Добавить в цитаты Настройки чтения

Страница 14 из 39



Услышав крики за своей спиной, Давид обернулся и увидел бегущую корову и немца, который гнался за ней, крича и ругаясь. И вдруг немец остановился и посмотрел в его сторону. Прятаться было уже поздно. Давид продолжал бежать. Когда он снова обернулся, то увидел одну лишь корову. И тут же услышал звук зарычавшего мотора. Давид не колебался ни секунды. Он сбежал с тропинки в поле, бросился на землю и пополз между высокими и густыми картофельными кустами.

Грузовик въехал на проселочную дорогу, миновал то место, где спрятался Давид, достиг обработанного участка между полем и лесом и там остановился. Один из немцев спрыгнул и пошел через поле. Он шел медленно-медленно, проверяя каждый ряд кустов. Второй немец заглушил мотор, поднялся на кузов грузовика и стал осматривать поле сверху.

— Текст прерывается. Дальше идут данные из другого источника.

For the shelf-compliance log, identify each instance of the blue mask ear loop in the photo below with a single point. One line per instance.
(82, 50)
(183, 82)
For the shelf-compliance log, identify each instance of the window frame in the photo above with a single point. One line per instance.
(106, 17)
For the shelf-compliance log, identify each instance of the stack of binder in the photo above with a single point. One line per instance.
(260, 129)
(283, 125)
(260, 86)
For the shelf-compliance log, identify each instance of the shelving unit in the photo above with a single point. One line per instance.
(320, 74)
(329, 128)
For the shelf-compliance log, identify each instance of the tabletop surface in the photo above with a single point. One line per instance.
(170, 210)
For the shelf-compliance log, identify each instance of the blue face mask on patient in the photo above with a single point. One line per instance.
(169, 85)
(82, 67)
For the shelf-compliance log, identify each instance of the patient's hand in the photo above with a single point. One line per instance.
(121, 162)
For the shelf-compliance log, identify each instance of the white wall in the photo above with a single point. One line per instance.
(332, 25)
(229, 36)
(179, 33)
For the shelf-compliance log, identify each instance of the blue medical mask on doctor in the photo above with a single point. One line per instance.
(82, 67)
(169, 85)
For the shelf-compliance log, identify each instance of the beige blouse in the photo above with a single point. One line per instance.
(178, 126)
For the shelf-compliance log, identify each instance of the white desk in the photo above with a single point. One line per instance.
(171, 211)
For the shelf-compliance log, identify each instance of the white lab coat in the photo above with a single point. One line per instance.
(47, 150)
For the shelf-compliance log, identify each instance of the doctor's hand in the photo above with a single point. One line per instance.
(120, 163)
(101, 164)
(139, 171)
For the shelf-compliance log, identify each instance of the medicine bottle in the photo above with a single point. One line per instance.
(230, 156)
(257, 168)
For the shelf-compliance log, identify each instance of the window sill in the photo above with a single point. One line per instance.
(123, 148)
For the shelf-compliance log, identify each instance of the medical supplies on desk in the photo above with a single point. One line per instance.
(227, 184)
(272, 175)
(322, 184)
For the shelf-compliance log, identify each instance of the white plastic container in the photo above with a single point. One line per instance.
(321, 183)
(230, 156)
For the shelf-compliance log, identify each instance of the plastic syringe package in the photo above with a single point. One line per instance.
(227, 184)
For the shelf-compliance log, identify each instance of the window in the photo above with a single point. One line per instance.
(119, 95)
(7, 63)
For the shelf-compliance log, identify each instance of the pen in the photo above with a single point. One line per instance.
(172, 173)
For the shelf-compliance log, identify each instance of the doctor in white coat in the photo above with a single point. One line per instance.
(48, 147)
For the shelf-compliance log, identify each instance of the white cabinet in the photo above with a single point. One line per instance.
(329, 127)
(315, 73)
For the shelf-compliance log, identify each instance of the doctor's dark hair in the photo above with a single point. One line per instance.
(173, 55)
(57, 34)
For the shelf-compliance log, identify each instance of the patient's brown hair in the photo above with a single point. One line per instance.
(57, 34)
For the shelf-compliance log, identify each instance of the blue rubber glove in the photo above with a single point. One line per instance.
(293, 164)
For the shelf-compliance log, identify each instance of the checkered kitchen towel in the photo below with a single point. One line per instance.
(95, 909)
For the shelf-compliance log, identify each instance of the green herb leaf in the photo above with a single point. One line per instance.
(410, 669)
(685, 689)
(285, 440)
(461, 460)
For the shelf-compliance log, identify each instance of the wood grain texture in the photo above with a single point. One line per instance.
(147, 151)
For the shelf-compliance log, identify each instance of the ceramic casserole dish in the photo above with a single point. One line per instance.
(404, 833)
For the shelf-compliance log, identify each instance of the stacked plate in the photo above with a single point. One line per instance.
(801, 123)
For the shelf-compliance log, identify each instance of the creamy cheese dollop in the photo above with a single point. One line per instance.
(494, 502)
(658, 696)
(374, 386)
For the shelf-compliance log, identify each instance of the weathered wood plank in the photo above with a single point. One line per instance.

Давид слышал, как машина проехала мимо него и остановилась у края леса. Он продолжал ползти. Не поднимая головы, он видел сквозь кусты картошки верхушки деревьев. Он хотел подобраться как можно ближе к лесу, а потом вскочить и побежать что есть силы. Он старался ползти осторожно, чтобы не потревожить ни один стебель. На его счастье, дул слабый ветерок, который слегка колыхал верхушки растений. И вдруг что-то преградило ему дорогу. Он чуть-чуть приподнял голову и увидел лежащего на земле человека, который пристально смотрел на него. Лицо человека, серое и сморщенное, заросло седой щетиной. Длинные волосы на голове были спутаны и всклокочены. «Это еврей, — понял Давид. — Еврей, который прячется от немцев». Он продолжал ползти, пока не оказался почти рядом с лежащим, и тогда шепнул ему:

— Беги отсюда, за мной гонятся немцы!

Человек не ответил, но его глаза вдруг широко раскрылись, и он посмотрел на Давида в изумлении. Потом протянул к нему руку и прошептал:

— Давид?!

— Папа?!

Только сейчас Давид узнал своего отца.

— Я думал, они вас убили тогда на дороге, тебя и маму… — прошептал отец.

— Нет, — сказал Давид.

— А где же мама?

— Не знаю.

Они услышали, как двое немцев перекрикиваются друг с другом. Голос одного доносился издалека, другой кричал откуда-то поблизости.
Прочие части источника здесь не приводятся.